Mobile applications through which various transportation and mobility services can be received in return for payment are currently being marketed to consumers. The integrated mobility services offered through the app can include the use of public transport, taxis, carsharing, car rentals and city bikes. The service application Whim, offered to consumers via mobile phones by MaaS Global Oy, is one example of such service packages.

For companies offering integrated mobility services, being able to reach agreements with reasonable terms with transport services companies is very important. Public transport tickets form a key part of the service. Therefore, it is essential that companies providing integrated mobility services reach an agreement on the brokering of tickets to consumers through the app. Technically, this is achieved by the public transport ticket provider giving the provider of integrated mobility services access to their system through the open sales interface built into their ticket and payment system and selling tickets to be brokered to customers through the app.

Issues related to competition arise in situations where the administrator of the public transport ticket system and the ticket seller hold a monopoly in their area. In these situations, the integrated mobility services provider is dependent on the tickets sold by the company holding the monopoly, and it has no access to alternative ticket products or providers. Companies in monopoly position can choose their ticket brokers and sales method without the pressure of competition and determine the prices and terms and conditions of the tickets to be brokered.

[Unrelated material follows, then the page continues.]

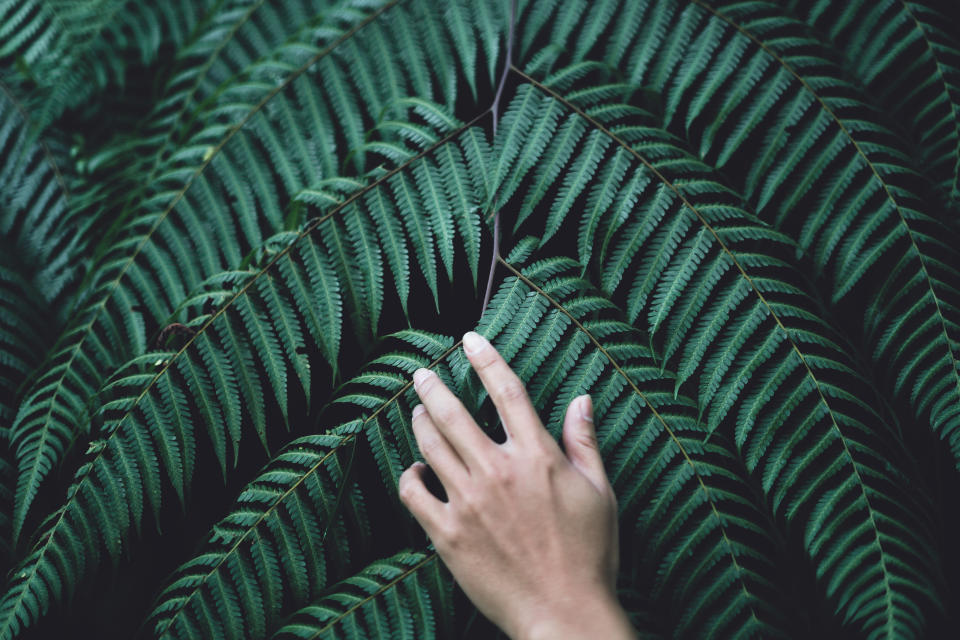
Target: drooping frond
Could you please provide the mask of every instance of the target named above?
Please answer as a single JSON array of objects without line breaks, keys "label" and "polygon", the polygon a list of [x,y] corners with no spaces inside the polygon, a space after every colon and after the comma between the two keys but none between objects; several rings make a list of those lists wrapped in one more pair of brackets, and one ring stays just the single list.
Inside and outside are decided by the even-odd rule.
[{"label": "drooping frond", "polygon": [[[0,86],[0,504],[15,486],[10,426],[20,387],[55,340],[66,286],[81,266],[79,221],[68,215],[66,177],[55,140],[31,135],[22,105]],[[0,516],[6,558],[12,518]]]},{"label": "drooping frond", "polygon": [[[591,317],[612,305],[577,277],[576,263],[548,260],[524,271],[527,297],[545,294],[562,309],[547,311],[511,364],[534,374],[535,404],[555,394],[544,407],[551,409],[554,433],[576,395],[593,396],[622,530],[634,541],[624,582],[649,585],[651,606],[670,612],[667,628],[676,636],[702,637],[708,630],[723,637],[786,635],[793,612],[774,587],[771,533],[735,451],[718,440],[704,443],[696,403],[674,392],[675,374],[661,371],[641,332],[615,316]],[[544,286],[531,291],[541,278]],[[570,335],[558,340],[538,371],[539,327],[558,324]],[[686,517],[676,518],[678,512]]]},{"label": "drooping frond", "polygon": [[[422,332],[397,336],[421,353],[386,354],[371,366],[395,367],[402,359],[415,367],[436,366],[438,363],[431,363],[422,352],[444,356],[452,345],[449,338]],[[411,384],[409,375],[404,378],[377,370],[361,373],[353,382],[391,390]],[[356,402],[359,397],[347,394],[340,399]],[[360,402],[366,405],[377,400],[367,395]],[[231,514],[214,527],[207,548],[184,564],[160,595],[151,615],[154,635],[187,638],[203,629],[218,637],[263,637],[275,630],[281,611],[328,594],[332,582],[349,576],[355,564],[351,563],[350,548],[365,547],[370,535],[362,487],[351,476],[356,439],[366,434],[370,447],[382,446],[375,435],[381,413],[402,413],[396,394],[380,400],[370,416],[338,425],[327,435],[294,441],[247,485]],[[404,428],[405,440],[410,442],[409,425],[401,430]],[[406,450],[407,464],[414,455],[415,450]],[[399,475],[400,470],[391,472]],[[396,476],[391,481],[388,486],[394,485]],[[383,496],[375,497],[382,502]],[[433,572],[432,588],[445,591],[451,586],[448,579],[439,580],[436,566],[419,563],[416,571],[420,576]],[[419,587],[414,595],[426,597]],[[441,600],[448,601],[449,596]],[[443,608],[450,606],[447,603]],[[429,608],[425,612],[432,620]]]},{"label": "drooping frond", "polygon": [[446,592],[451,584],[444,573],[436,553],[402,551],[334,585],[272,637],[442,638],[433,600],[450,597]]},{"label": "drooping frond", "polygon": [[[591,120],[580,110],[573,115]],[[607,251],[594,258],[604,289],[649,333],[661,368],[677,371],[674,389],[690,389],[707,431],[726,433],[736,444],[774,512],[807,532],[808,552],[831,576],[827,593],[850,607],[848,618],[871,633],[916,632],[923,626],[916,599],[925,602],[922,594],[936,581],[931,535],[906,526],[913,520],[904,514],[923,511],[885,478],[890,454],[878,436],[895,437],[895,431],[880,427],[869,386],[784,260],[794,243],[746,212],[739,197],[668,134],[638,125],[620,130],[622,138],[598,133],[617,148],[593,163],[594,192],[585,196],[579,228],[617,227]],[[582,145],[565,160],[558,200],[569,183],[563,174],[581,171],[580,157],[592,153]],[[625,161],[630,166],[624,168]],[[528,194],[538,193],[538,175]],[[629,208],[608,206],[593,221],[589,202],[596,200]],[[827,466],[835,469],[829,480],[819,475]],[[807,491],[798,492],[798,483]],[[840,517],[840,505],[851,501],[856,508],[843,513],[845,529],[822,526],[821,518]],[[903,529],[879,524],[887,521]],[[879,563],[862,568],[863,579],[881,582],[883,592],[844,583],[851,567],[821,556],[825,547],[878,554]],[[915,570],[904,576],[902,565]]]},{"label": "drooping frond", "polygon": [[[867,331],[856,329],[854,340],[885,391],[912,405],[960,459],[960,239],[931,215],[938,205],[909,151],[839,71],[824,74],[833,63],[816,55],[823,47],[795,21],[772,18],[768,5],[735,3],[727,16],[699,2],[641,4],[661,21],[653,42],[670,46],[639,39],[654,26],[637,22],[633,51],[598,43],[596,54],[584,53],[616,63],[629,82],[604,84],[601,65],[600,86],[569,98],[628,140],[643,127],[666,128],[720,169],[718,182],[796,241],[837,315],[858,314]],[[545,52],[563,51],[557,44]],[[545,56],[537,74],[561,92],[577,73],[598,71],[589,58],[551,69],[567,59]],[[652,119],[630,102],[640,87],[663,88],[645,98],[663,109]]]},{"label": "drooping frond", "polygon": [[[552,261],[538,265],[534,272],[550,276],[569,266],[569,262]],[[508,278],[493,296],[477,329],[493,341],[511,367],[528,382],[530,398],[554,435],[569,402],[587,391],[594,394],[598,424],[608,430],[601,436],[606,443],[605,453],[608,459],[622,457],[626,465],[622,473],[611,472],[614,490],[621,496],[629,493],[621,499],[623,517],[636,522],[638,530],[634,535],[680,545],[668,544],[662,549],[649,549],[645,544],[637,547],[649,552],[642,562],[650,570],[648,575],[658,576],[656,583],[664,601],[682,608],[677,612],[677,624],[686,625],[686,632],[694,637],[697,629],[702,631],[711,625],[730,635],[782,633],[777,629],[782,629],[783,611],[777,608],[784,605],[767,597],[772,588],[770,558],[750,555],[742,546],[746,538],[763,538],[767,534],[745,521],[733,522],[733,513],[738,509],[755,508],[751,506],[749,489],[742,476],[728,472],[718,475],[716,460],[709,460],[717,455],[733,459],[733,454],[715,445],[702,445],[706,432],[696,417],[695,403],[686,398],[675,399],[672,379],[660,374],[636,331],[623,322],[591,318],[597,311],[609,310],[612,304],[603,297],[582,295],[585,284],[569,275],[552,281],[544,293],[562,301],[564,309],[559,310],[551,308],[550,298],[543,293],[517,278]],[[569,314],[573,314],[572,319]],[[594,335],[602,341],[602,347],[592,342]],[[389,403],[387,409],[371,416],[364,427],[386,483],[394,483],[411,458],[419,457],[410,427],[410,411],[417,401],[409,376],[430,358],[445,356],[452,345],[450,339],[424,334],[399,337],[419,345],[424,355],[415,358],[389,353],[380,357],[371,363],[368,374],[355,379],[361,386],[339,400],[361,410]],[[473,403],[485,394],[475,379],[471,382],[467,375],[469,365],[462,351],[453,351],[446,361],[449,368],[435,370],[448,386],[457,390],[468,408],[475,409]],[[391,369],[399,369],[399,375],[392,374]],[[634,379],[639,382],[634,383]],[[637,384],[647,390],[640,392]],[[480,395],[474,399],[476,393]],[[391,402],[392,398],[396,400]],[[495,427],[481,426],[490,430]],[[660,452],[659,457],[650,457],[647,470],[651,484],[639,489],[639,494],[633,493],[638,477],[633,472],[636,465],[647,463],[642,462],[646,458],[633,438],[643,439],[647,446]],[[673,462],[667,463],[668,460]],[[675,465],[672,480],[667,479],[670,476],[664,472],[663,464]],[[728,486],[728,482],[733,486]],[[675,520],[669,506],[676,506],[675,499],[687,501],[684,508],[702,510],[702,515],[691,515],[684,522]],[[649,503],[662,505],[663,511],[641,514],[639,505]],[[683,540],[689,540],[690,546]],[[687,554],[688,550],[692,555]],[[664,558],[673,558],[673,562]],[[698,571],[697,566],[709,568]],[[697,595],[689,593],[691,588]],[[681,593],[691,595],[682,606]],[[713,616],[719,611],[725,613],[715,619]]]},{"label": "drooping frond", "polygon": [[[347,166],[354,166],[363,182],[365,172],[360,168],[366,166],[364,162],[369,162],[370,171],[376,174],[429,146],[445,133],[445,128],[456,124],[449,116],[442,122],[431,117],[445,110],[442,106],[431,107],[429,99],[423,97],[424,92],[430,95],[431,86],[444,87],[452,81],[449,69],[436,61],[430,67],[434,74],[413,73],[416,65],[409,62],[409,57],[416,51],[405,49],[403,41],[395,40],[382,22],[389,15],[391,25],[403,22],[407,29],[436,26],[418,21],[415,9],[392,7],[384,13],[345,9],[343,15],[331,12],[332,22],[325,20],[327,12],[321,10],[290,41],[281,41],[269,55],[241,67],[235,72],[239,75],[228,75],[202,114],[184,111],[196,118],[188,124],[197,130],[178,141],[172,153],[168,149],[172,142],[161,139],[154,150],[161,154],[156,168],[151,169],[147,163],[146,175],[134,174],[134,180],[147,186],[122,214],[129,220],[117,238],[101,247],[104,256],[96,265],[93,280],[87,283],[88,295],[21,405],[11,432],[19,466],[15,532],[23,525],[41,482],[58,463],[64,448],[86,429],[85,407],[106,372],[143,353],[148,341],[157,335],[155,327],[168,322],[189,291],[206,277],[240,267],[245,255],[270,234],[296,228],[305,211],[302,205],[293,203],[303,202],[298,196],[304,190],[330,184],[328,191],[337,193],[342,201],[342,185],[335,180],[341,177],[341,156],[352,158]],[[231,14],[238,42],[227,45],[243,49],[246,38],[256,36],[259,23],[250,11]],[[213,34],[219,34],[225,27],[214,21],[210,28]],[[384,51],[381,70],[389,67],[394,72],[389,76],[390,83],[369,84],[369,78],[358,75],[355,56],[349,53],[354,39],[360,51]],[[165,103],[158,112],[161,123],[178,131],[182,123],[174,111],[176,101],[182,99],[186,108],[204,95],[209,89],[200,81],[205,80],[208,70],[227,75],[227,70],[220,68],[220,47],[201,49],[204,55],[200,59],[209,60],[209,69],[202,65],[194,68],[194,74],[200,74],[196,80],[186,72],[185,77],[177,76],[174,86],[179,92],[174,95],[174,103]],[[223,56],[229,60],[232,47],[226,49]],[[198,83],[196,91],[194,81]],[[421,96],[416,103],[403,101],[416,95]],[[344,123],[343,118],[352,118],[353,123]],[[390,138],[377,140],[388,119],[397,125],[395,130]],[[417,126],[421,120],[426,124]],[[401,136],[414,128],[423,139],[411,142]],[[169,135],[173,140],[183,134],[171,131]],[[392,157],[378,153],[388,143]],[[143,152],[142,148],[118,151],[113,162],[122,163],[131,154]],[[141,167],[143,162],[133,164]],[[343,182],[348,185],[348,193],[356,188],[356,182]],[[90,197],[85,194],[84,201]],[[461,233],[477,231],[472,223],[464,223],[464,218],[476,213],[459,213]],[[385,220],[384,215],[379,209],[362,211],[348,223],[353,249],[365,268],[362,275],[353,270],[343,274],[363,278],[363,286],[350,290],[366,303],[355,307],[357,321],[352,324],[359,335],[372,331],[378,321],[380,299],[376,292],[380,290],[377,273],[381,254],[386,252],[394,270],[405,269],[398,239],[383,247],[371,244],[374,229],[381,233],[389,230],[394,235],[399,231],[372,226],[375,221]],[[405,221],[417,224],[409,218]],[[421,237],[427,233],[426,227],[404,231]],[[452,236],[443,240],[449,248]],[[331,251],[340,255],[339,247]],[[449,252],[445,255],[449,257]],[[334,262],[339,264],[336,259]],[[370,295],[366,295],[367,288]]]},{"label": "drooping frond", "polygon": [[[0,243],[0,428],[7,432],[17,407],[17,389],[49,346],[47,306],[17,268],[6,264],[12,249]],[[9,251],[9,253],[8,253]],[[9,436],[9,434],[7,434]]]},{"label": "drooping frond", "polygon": [[80,270],[81,238],[93,221],[78,219],[69,210],[63,145],[56,138],[33,136],[30,126],[25,107],[0,85],[3,257],[8,268],[30,283],[31,296],[49,302]]}]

The Act on Transport Services, which entered into force in the beginning of 2018, aims to enable the provision of integrated mobility services to consumers. The Act obligates administrators of public transport ticket systems to offer tickets to providers of integrated mobility services through an open sales interface built into their system. It must be possible to use the interface using generally applied technology and tickets must be sold to the users of the interface on fair, reasonable and non-discriminatory terms. Finnish Transport Safety Agency (Trafi) monitors compliance with the Act on Transport Services.

In September 2018, Trafi gave a decision in which it outlined its own powers and the conditions for meeting the requirements of the open interface.[1] The decision stresses the importance of effective cooperation and that the solutions for opening the interfaces must be technologically independent so that the interfaces can be used for as many purposes as possible. The decision concerned the public transport ticket sales interface of the Helsinki Regional Transport Authority (HSL).

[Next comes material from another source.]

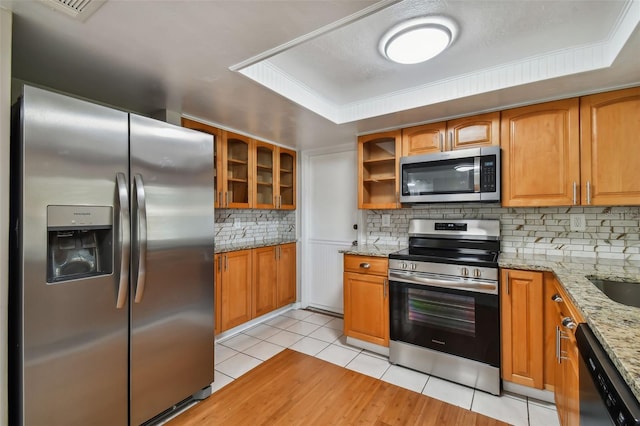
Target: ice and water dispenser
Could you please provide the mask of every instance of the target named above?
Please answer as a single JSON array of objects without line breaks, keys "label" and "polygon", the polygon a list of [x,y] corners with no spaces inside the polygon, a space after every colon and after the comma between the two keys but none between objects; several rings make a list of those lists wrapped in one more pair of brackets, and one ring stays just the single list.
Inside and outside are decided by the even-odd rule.
[{"label": "ice and water dispenser", "polygon": [[47,206],[47,282],[113,271],[113,208]]}]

In its assessment, Trafi stated that the interface opened by HSL did not use generally applied technology and did not meet requirements of the Act on Transport Services. Trafi ordered HSL to develop its interface solution so that it would not create unnecessary barriers to offering integrated mobility services. Trafi deemed that HSL must also take into account the views of the interface’s users—such as MaaS Global, who already cooperates with HSL—when developing the solution.

Trafi also outlined its own powers related to the assessment of the interface’s terms and conditions of use. MaaS Global had claimed that HSL’s policy of not paying sales commission for tickets brokered through the interface was unreasonable and discriminatory, as HSL paid sales commission for tickets brokered at physical locations.

Trafi did not investigate the discrimination claim as it deemed that its powers only apply to assessing whether the terms and conditions for different users of the interface were reasonable and non-discriminatory in relation to each other. Assessing whether these terms and conditions were reasonable and non-discriminatory in relation to brokers that do not offer tickets through the interface was not considered to be within Trafi’s jurisdiction. Trafi also judged that assessing the contractual arrangements according to which HSL offered MaaS Global tickets through an interface other than the open interface was outside its jurisdiction.

Trafi’s decision demonstrates that certain kinds of matters related to the provision of integrated mobility services—such as those concerning the technological requirements of the ticket system open interface and the requirement of non-discrimination between the users of the open interface—can be resolved on the basis of the Act on Transport Services. Opening the interfaces can therefore be performed as the Act intended.

However, some legal issues still remain that cannot, according to Trafi’s interpretation, be resolved based on the Act on Transport Services. It appears that the Act on Transport Services does not offer solutions for situations in which a public transport monopoly sells tickets under unreasonable conditions through an interface other than its open interface or in which it treats those brokering tickets through the interface differently from those brokering tickets by other means. General competition legislation would better apply to these matters, and the competent authority in Finland for issues such as these would be the Finnish Competition and Consumer Authority (KKV).

The discriminatory or unreasonable pricing of the public transport ticket sales interface could be investigated under the competition legislation as suspected abuse of market dominance or acting in breach of the competition neutrality regulations. The provider of integrated mobility services would therefore be required to start two different processes to have the discriminatory treatment they have experienced investigated by the authorities. This would delay and complicate the creation for the market for new integrated mobility services and its opening up to competition and would admittedly go against the general aims of the Act on Transport Services.

It would be recommendable that all the authorities would use all the opportunities they have in applying the Act to open interfaces and set reasonable terms and conditions of use. This is because, in rapidly evolving markets, amending the Act on Transport Services or starting processes under competition legislation are a slow way to make the interfaces open in a genuine way. If the Act’s aims of opening interfaces and promoting new services cannot be achieved in practice, Finland will lose its chance of being a pioneer of smart mobility services.